Yuni wanita paruh baya, Yang masih terlihat cantik dan anggun. Hanya tersenyum sambil melirik jam di samping nakas. Lalu ia duduk di bibir ranjang, Tepat di samping putrinya.
"Udah jam delapan, Sayang. Ayo bangun!. Buruan mandi!. Bunda sama Ayah harus ke Bandara, Mau anterin adik kamu ke Semarang. " Ujar Yuni dengan nada lembutnya.
"Kak Vina, Ikut juga gak ke Semarang?. " Keke bertanya balik pada Bundanya.
"Kak Vina, ada keperluan lain " Jelas Yuni memberitahu putrinya.
Keena pun menurut dan segera bangun, Meskipun ia sedikit malas untuk menyibak selimut nya. Namun, Gadis cantik nan seksi itu tak pernah membantah kedua orang tuanya. Walaupun ia sekesal apapun itu. Yuni dan Naures memang pasangan yang jauh lebih kalem dan juga selalu adem ayem. Tak pernah sekalipun mereka mengumbar masalah keluarga nya.

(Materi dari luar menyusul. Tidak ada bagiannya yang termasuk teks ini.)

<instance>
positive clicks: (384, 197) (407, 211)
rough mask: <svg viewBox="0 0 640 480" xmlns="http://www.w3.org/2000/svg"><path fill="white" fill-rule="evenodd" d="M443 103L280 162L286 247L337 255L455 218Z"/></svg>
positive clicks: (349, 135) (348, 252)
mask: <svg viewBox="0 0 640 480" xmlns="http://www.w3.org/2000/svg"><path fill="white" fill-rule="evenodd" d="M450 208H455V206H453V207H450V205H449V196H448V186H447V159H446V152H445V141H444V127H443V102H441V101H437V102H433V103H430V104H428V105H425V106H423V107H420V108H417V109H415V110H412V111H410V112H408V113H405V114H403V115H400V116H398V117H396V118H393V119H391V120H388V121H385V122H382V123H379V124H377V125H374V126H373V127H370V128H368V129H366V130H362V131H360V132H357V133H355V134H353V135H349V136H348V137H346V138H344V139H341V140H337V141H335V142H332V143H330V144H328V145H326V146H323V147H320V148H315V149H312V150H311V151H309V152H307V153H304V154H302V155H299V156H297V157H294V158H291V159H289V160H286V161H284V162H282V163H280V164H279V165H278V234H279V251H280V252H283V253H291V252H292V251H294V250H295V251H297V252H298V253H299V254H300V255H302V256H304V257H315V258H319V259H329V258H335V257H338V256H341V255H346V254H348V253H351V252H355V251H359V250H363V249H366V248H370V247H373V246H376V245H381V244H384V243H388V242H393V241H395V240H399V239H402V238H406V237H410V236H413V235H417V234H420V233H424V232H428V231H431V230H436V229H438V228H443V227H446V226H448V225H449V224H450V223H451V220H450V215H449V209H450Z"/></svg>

Baik di depan umum maupun di depan keluarga nya.
Yuni tersenyum kala putrinya, Langsung keluar dari kamar adiknya. Dan menuju ke kamarnya sendiri.
"Bunda tunggu di meja makan sayang!. "
"Iya Bunda. " Sahut Keke sambil menoleh sekilas pada Bundanya itu.
Ceklek...
"Kalau udah dewasa itu, Jangan tidur di kamar Juna lagi!. Kamu gak malu apa sama umur?. " Ucap Vina dengan memasang wajah datarnya.
"Juna aja gak keberatan, Kenapa kakak yang sewot?. " Timpal Keke dengan nada ketusnya.
"Juna bukannya gak keberatan, Tapi dia hanya menghargai orang yang lebih tua darinya. Seharusnya usia mu itu sudah cukup matang untuk berpikir!. " Vina masih saja tak mau mengalah.
"Keke... sana buruan mandi!. Ayah sama Juna udah nungguin tuh di meja makan!. " Seru Yuni sebelum kedua anak kembarnya itu kembali bertengkar hanya karena hal sepele saja.
Tanpa menyahut, Keke pun langsung beranjak pergi. Meninggal kan saudara kembarnya itu. Yang masih saja memasang wajah datarnya. Sementara Yuni yang melihat Keke sudah pergi dan masuk kedalam kamar nya. Segera menghampiri Vina putri pertama nya itu.
"Vina, Bunda harap kamu bisa sedikit mengalah sama adik kamu itu!. Dan kalaupun ingin menasehati nya, Kamu bisa bicara baik baik!. Jangan bersikap seperti itu lagi!. " Nasehat Yuni pada putrinya tersebut.
"Keke nya saja yang baperan. Masih saja bersikap ketus padaku. Apa dia masih belum bisa move on dari Adam?. " Seru Vina masih saja dengan wajah datarnya.
Yuni sampai tak bisa berkata kata lagi. Hanya bisa menghela nafasnya kasar. Lagi lagi mereka masih saja membahas masalah Adam. Yang jelas jelas hanya menganggap mereka sebagai kakaknya. Sebab, Usia Adam jauh lebih muda di bandingkan mereka berdua.
Adam adalah anak dari pasangan Naufal dan Febby. Yang jelas jelas sebenarnya masih sepupuan dengan keduanya. Meskipun hanya sebatas sepupu jauh saja. Karena ikatan dengan Oma Lea. Bahkan, Yang dulunya Adam memang menyukai Vina. Pria itu memilih mundur dan tak memilih siapapun di antara keduanya, Daripada harus melihat kedua gadis cantik itu saling bermusuhan dan tak bertegur sapa satu sama lainnya. Padahal, Mereka adalah saudara kembar.